Trump Faces Historic Second Impeachment by House


Patrick Semansky

The US House of Representatives voted to impeach President Donald Trump for a historic second time in light of his role in the riots at the Capital on January 6, 2021.

Remi Urbano, Contributing Writer

With only days left in his term, on Wednesday, January 13 2021, the House of Representatives voted to impeach President Donald J. Trump on account of inciting insurrection against the United States. This marks the first time in American history that a US president faced a second impeachment charge by the House.

The impeachment resolution states: “President Trump gravely endangered the security of the United States and its institutions of Government. He threatened the integrity of the democratic system, interfered with the peaceful transition of power, and imperiled a coequal branch of Government. He thereby betrayed his trust as President, to the manifest injury of the people of the United States.” House Leader Nancy Pelosi (D-CA 12th district) shared the sentiment and denounced Trump as “a clear and present danger to the nation we all love.

Unlike Trump’s first impeachment, ten Republican representatives joined their Democratic colleagues in supporting the measure, making it the most bipartisan impeachment vote in history and bringing the final vote to 221 yes and 203 no. Liz Cheney, a Republican House representative from Wyoming, supported the measure and stated, “There has never been a greater betrayal by a President of the United States of his office and his oath to the Constitution.” 

Despite the bipartisan support, millions of Americans, including a large majority of the GOP, do not support impeachment. Many who oppose the impeachment cite a lack of due process, and claim that it is impossible for anyone to have achieved a comprehensive view on the situation without the proper steps taken. A typical impeachment process involves an investigation, a committee, hearings, drafting of articles. During Trump’s second impeachment, many of these steps were fast-tracked or entirely skipped. Bolstering this argument  further, Republican House Minority leader Kevin McCarthy claimed impeachment would only “further fan the flames of partisan division.” 
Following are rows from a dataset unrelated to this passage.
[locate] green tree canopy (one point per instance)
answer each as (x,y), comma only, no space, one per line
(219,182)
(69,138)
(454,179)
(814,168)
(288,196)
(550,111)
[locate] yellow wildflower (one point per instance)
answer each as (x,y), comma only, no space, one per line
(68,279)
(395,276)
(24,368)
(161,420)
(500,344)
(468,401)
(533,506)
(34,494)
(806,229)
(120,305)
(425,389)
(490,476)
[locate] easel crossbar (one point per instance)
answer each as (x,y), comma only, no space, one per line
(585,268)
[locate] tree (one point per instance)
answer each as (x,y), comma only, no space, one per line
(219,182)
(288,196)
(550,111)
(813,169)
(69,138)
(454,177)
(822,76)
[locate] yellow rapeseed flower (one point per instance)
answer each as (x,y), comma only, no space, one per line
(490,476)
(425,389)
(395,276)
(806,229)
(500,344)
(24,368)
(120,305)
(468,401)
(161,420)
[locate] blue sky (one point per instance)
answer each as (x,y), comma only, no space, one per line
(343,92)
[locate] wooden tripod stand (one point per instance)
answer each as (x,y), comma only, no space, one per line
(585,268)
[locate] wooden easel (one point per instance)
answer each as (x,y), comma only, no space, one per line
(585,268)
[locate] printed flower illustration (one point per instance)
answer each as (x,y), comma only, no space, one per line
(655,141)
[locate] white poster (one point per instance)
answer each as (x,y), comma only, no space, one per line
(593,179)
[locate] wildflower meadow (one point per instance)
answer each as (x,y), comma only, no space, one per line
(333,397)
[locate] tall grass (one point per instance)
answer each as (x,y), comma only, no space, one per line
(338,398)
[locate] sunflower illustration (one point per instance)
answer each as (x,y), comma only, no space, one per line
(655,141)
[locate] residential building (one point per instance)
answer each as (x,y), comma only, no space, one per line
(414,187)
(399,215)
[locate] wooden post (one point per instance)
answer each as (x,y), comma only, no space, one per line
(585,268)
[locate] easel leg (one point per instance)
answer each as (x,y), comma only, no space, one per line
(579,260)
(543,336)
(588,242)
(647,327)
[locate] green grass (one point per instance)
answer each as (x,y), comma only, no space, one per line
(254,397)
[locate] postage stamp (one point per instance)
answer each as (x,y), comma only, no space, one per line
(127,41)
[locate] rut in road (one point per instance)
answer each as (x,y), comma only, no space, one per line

Despite these arguments, the majority of  representatives pushed the measure forward and voted to impeach, outraged by the violence and deadly riots at the US Capitol on January 6, 2021 following a Trump rally where Trump’s rhetoric and direction guided supporters to the US Capital to protest the election certification. With impeachment passing the House, a Senate trial will now be set. Despite some desire to move immediately, the Senate trial will likely not take place until after President-Elect Biden is sworn into office on January 20, 2021. The outcome of a Senate hearing is largely unknown, but unlike prior impeachments, Senators across the aisles signal support for the measure.  With information related to the attack on the capital and Trump’s role evolving by the day, and no date set for the Senate trial, outcomes and the final chapter in the volatile Trump presidency still remain unwritten.